Les dieux sont trop faibles pour empêcher cela, ajouta mentalement Akira. Après le rapide tour du terrain, Majestic reçut un appel et emmena les jeunes jusqu'à son poste de rassemblement. Là, ses side-kicks l'attendaient de pied ferme, manifestement moins détendus que leur supérieur, toujours en pyjama. Peut-être est-ce pour ça que Sara rougit autant ? se dit le châtain.

— Les jeunes, on a du pain sur la planche ! (Majestic fit un geste, et des anneaux d'énergie filèrent dans toutes les directions pour attraper son costume et le lui poser dans ses mains ; son chapeau sur la tête, il ricana :) Allons constater de quel bois vous êtes fait !


— Et donc, elle a réagi comment quand elle a appris que t'étais plus le grand frère, mais la grande sœur ? demanda son collègue stagiaire.

— Elle était super contente, pardi !

Denki se trouvait dans l'agence la plus cool de la région ; il y avait beaucoup à faire, mais personne ne se tendait en d'innombrables rituels honorables ronflants, et puis le staff était chill un max. Le plus drôle restait de voir les autres, plus formels dans leur habitudes, devoir se tordre socialement pour s'adapter à l'ambiance sans pour autant tomber dans la procrastination.

Heureusement pour Denki, un aîné en terminale qui faisait son stage ici lui apparaissait comme le type le plus sympathique du milieu. Possédant un Alter de vision électromagnétique, avec la carrure d'un athlète au sommet de son art, il possédait une aura qui rassurait la jeune fille.

Oui, elle se sentait comme ça et c'était fort bien. Elle n'avait pas changé de nom comme tous ses autres camarades de classe, mais le plus important, ça se sentait dans ses veines, dans ses muscles, dans son souffle chaud qui caressait ses lèvres. C'était si bon d'être en vie, elle l'avait presque oublié…

…oublié…

Elle ne pouvait pas oublier pourquoi on l'avait amené ici. On lui avait promis de la faire sortir définitivement de cet endroit morbide, vide et sans réactions. Sans rêves. Dites-vous que si l'on vous proposiez de sortir d'un endroit où la sensation est morte et vous n'aviez pour seule compagnie que vos pensées, qui finissaient bien sûr par vous rendre folle, l'offre devenait très alléchante.
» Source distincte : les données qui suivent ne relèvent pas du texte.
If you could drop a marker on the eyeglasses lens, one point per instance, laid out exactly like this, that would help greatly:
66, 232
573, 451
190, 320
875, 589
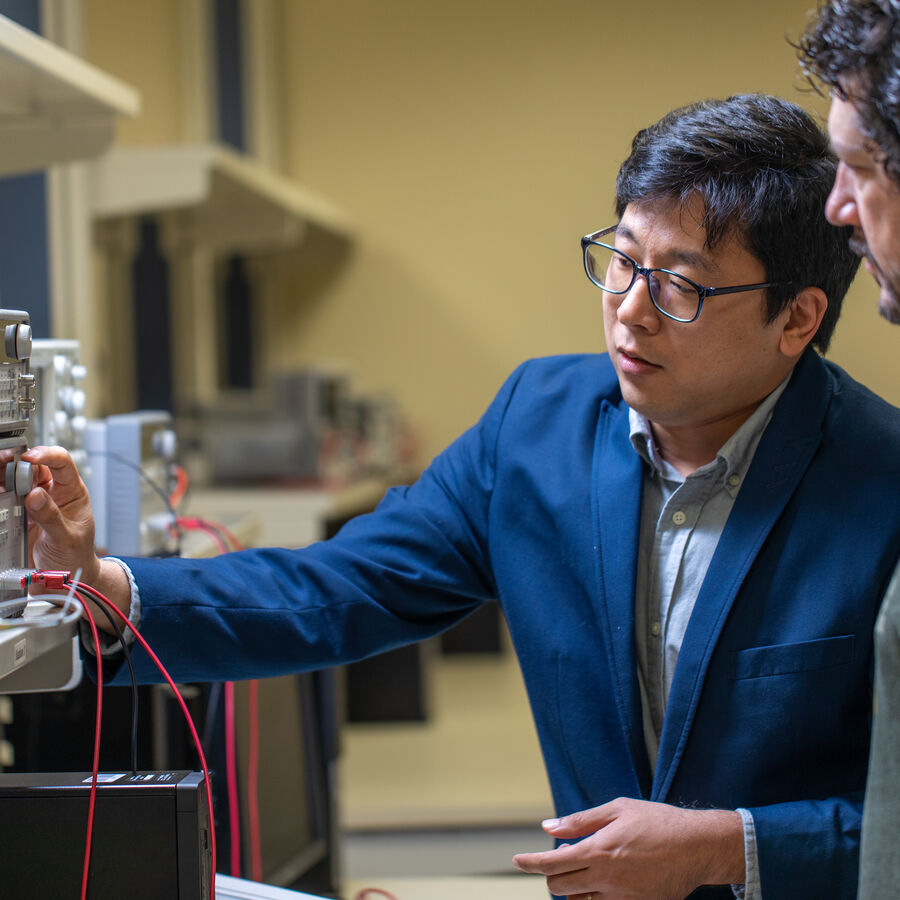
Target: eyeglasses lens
614, 272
Refuser ? Non merci. Elle avait sauté sur l'occasion, et laissé son alter ego masculin s'épancher sur les délices délirants de l'esprit, tel que la philosophie ou le questionnement interne. Et bien sûr, elle n'allait laisser passer aucune occasion.

Naturellement consciente de ses atours et atouts, elle appliqua avec diligence toutes les méthodes nécessaires à l'assouvissement de sa faim ; l'amour. Ce doux nectar sucré qui l'avait raccroché à sa santé mentale entre de longues périodes de torture par l'Enfant de la Chose. Bref, elle n'avait de cesse de complimenter le beau jeune homme, de lui parler de sa propre vie, tout cela dans un seul et unique but.

Bien entendu, il y avait un hic ; Mina. Elle était allée dans la même agence et s'échinait à se mettre en Denki et sa nouvelle lubie. Pas étonnant que la moutarde lui monte au nez par moment, mais les menaces de son libérateur résonnaient à ses oreilles encore fraîches : « si les autres soupçonnent que tu es une autre personne, je n'hésiterais pas et te bannirais de ce monde ».

La jouer finement pour obtenir les faveurs de l'un et conserver celles de l'autre. Voilà ce qu'une nihilienne savait faire de mieux. Voilà sa véritable nature. Quand l'une la réclamait, elle s'excusait auprès de l'autre. Puis, elle trouvait des urgences pressantes afin de retourner auprès de l'un.

Comment auraient pu lui en tenir rigueur ? Dans le cas impossible où ils s'en rendraient compte, de quel droit l'accuserait-on ? Personne ne pouvait lui enlever cela, elle se battrait sans relâche jusqu'à que son souffle s'éteigne comme tous ceux qui l'avaient précédé.

Elle n'avait qu'une mission pour obtenir cet idylle.


— Ça fait longtemps qu'on s'est pas fait une bouffe ensemble.

— Oui.

Assis dans un petit resto de ramen au coin d'une vieille rue, Yokumiru Mera et Shota Aizawa s'échinaient à choisir leur bol. Le premier commanda un tonkotsu pimenté, le second un shio rehaussé au gingembre. Pendant leur attente, Mera enchaîna :

— Ils sont pas trop chamboulés, tes élèves ?

Shota resta de marbre ; l'employé de la commission faisait référence à leur transformation physique et psychique récente. Haussant les épaules, il se contenta de lâcher :

— Ce sont des apprentis héros ; ils ont vu pire.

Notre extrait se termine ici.